È morta: s’è udito l’ultimo rombo
sul cuore del Naviglio. E l’usignolo
è caduto dall’antenna, alta sul convento,
dove cantava prima del tramonto.” (Salvatore Quasimodo)
14 e 15 agosto
140 Lancaster partono per terminare il lavoro. Alle 0.32 suona l’allarme. Un’ora di bombardamenti. Distrutto il teatro Dal Verme e il teatro Verdi. Gli alleati non ritengono sufficienti i danni.
15 e 16 agosto.
Dalle 0.31 alle 2.22 bombardamenti. Viene colpito il teatro alla Scala. Distrutta la volta, il proscenio, l’arco scenico, i magazzini.
Con Eugenio Allegri nello spettacolo che si fece insieme per due stagioni eravamo anime perse in una sorta di teatro-circo-tenda sperduti, anime, angeli o ex angeli in clima di guerra, era il periodo della guerra del Golfo, echeggiavano musiche di Kurt Weill, i testi erano quelli non proprio graditi al nazismo di Karl Valentin maestro di Brecht. Ed Eugenio recitava, quasi cantando, “Il disertore” di Boris Vian.
“In piena facoltà, Egregio Presidente, le scrivo la presente, che spero leggerà. La cartolina qui mi dice terra terra di andare a far la guerra quest’altro lunedì. Ma io non sono qui, Egregio Presidente, per ammazzar la gente più o meno come me.
Io non ce l’ho con Lei, sia detto per inciso, ma sento che ho deciso e che diserterò. Ho avuto solo guai da quando sono nato e i figli che ho allevato han pianto insieme a me. Mia mamma e mio papà ormai son sotto terra e a loro della guerra non gliene fregherà. Quand’ero in prigionia qualcuno m’ha rubato mia moglie e il mio passato, la mia migliore età.

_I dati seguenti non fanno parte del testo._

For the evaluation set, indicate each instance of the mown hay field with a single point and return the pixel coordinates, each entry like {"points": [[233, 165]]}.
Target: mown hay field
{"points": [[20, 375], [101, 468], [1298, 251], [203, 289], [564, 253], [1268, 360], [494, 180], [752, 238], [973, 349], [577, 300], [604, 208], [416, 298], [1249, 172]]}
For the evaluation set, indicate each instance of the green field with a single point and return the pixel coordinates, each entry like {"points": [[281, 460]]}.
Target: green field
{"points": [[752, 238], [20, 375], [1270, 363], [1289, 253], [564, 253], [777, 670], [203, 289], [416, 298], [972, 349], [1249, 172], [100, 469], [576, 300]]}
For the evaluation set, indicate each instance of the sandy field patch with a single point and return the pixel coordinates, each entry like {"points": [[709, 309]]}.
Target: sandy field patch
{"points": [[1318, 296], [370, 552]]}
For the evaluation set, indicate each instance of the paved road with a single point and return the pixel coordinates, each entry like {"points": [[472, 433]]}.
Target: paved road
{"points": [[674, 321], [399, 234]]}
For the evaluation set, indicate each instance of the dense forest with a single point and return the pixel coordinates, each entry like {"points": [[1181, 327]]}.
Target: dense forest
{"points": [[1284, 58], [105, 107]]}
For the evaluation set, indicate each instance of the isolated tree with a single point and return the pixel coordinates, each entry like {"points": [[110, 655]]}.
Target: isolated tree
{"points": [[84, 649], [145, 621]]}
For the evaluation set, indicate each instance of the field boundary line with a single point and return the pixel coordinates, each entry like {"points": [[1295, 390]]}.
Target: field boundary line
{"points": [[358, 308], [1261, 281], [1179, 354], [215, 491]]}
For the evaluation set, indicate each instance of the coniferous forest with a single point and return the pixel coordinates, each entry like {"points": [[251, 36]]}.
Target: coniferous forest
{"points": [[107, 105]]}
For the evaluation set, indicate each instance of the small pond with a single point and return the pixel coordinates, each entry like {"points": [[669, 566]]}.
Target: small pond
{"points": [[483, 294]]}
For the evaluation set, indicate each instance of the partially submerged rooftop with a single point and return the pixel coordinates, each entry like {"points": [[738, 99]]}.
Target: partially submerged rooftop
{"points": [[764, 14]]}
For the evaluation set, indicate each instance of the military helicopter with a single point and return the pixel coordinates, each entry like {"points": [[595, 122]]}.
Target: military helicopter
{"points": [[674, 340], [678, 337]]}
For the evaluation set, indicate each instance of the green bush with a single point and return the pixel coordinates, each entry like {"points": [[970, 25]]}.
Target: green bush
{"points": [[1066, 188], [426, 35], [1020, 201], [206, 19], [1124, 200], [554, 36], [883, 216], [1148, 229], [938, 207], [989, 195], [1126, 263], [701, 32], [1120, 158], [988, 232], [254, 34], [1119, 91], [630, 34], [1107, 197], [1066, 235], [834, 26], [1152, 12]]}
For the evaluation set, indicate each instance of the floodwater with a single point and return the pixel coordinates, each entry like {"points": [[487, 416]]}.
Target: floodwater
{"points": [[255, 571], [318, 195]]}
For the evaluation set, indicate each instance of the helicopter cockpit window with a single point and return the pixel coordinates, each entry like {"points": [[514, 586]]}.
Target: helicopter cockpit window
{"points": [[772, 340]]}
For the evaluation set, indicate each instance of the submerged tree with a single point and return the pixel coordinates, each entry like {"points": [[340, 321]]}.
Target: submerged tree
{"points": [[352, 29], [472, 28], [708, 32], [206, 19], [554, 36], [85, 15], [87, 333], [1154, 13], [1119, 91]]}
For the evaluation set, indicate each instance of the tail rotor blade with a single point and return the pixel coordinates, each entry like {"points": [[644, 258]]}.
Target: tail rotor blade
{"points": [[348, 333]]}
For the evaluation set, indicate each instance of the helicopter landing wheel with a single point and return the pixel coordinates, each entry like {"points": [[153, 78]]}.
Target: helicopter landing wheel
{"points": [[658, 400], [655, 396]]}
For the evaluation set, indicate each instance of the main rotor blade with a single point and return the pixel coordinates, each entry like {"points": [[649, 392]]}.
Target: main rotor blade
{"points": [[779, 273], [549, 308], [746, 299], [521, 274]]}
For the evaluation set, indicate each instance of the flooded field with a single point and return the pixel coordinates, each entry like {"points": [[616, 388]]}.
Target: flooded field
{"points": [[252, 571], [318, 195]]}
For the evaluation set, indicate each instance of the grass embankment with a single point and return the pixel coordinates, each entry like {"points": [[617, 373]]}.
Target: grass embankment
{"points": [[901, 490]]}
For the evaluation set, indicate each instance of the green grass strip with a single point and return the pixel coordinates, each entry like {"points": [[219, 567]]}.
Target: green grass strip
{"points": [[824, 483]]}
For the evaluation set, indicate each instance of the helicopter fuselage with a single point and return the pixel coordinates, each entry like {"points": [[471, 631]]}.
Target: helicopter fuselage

Domani mi alzerò e chiuderò la porta sulla stagione morta e mi incamminerò.
Vivrò di carità sulle strade di Spagna, di Francia e di Bretagna e a tutti griderò di non partire più e di non obbedire per andare a morire per non importa chi.
Per cui se servirà del sangue ad ogni costo, andate a dare il vostro, se vi divertirà. E dica pure ai suoi, se vengono a cercarmi, che possono spararmi, io armi non ne ho.”
Eugenio ci lascia.
I teatri vengono di nuovo bombardati.
E’ sempre più difficile sognare un futuro, intorno veramente c’è un vuoto.
Questa volta vi ho proposto una grande doppia tragedia. Come speranza e consolazione ho che il teatro alla Scala è stato ricostruito, così il Dal Verme, il Verdi, i Filodrammatici. Eugenio ce lo porteremo dentro e ad ogni apertura di sipario onoreremo la sua arte che sempre ci ha fatto sorprendere, sempre è stato fatto di movimento e sudore. Continueremo danzare inarrestabilmente nei teatri vuoti anche se il buio sta avanzando un pochino di più.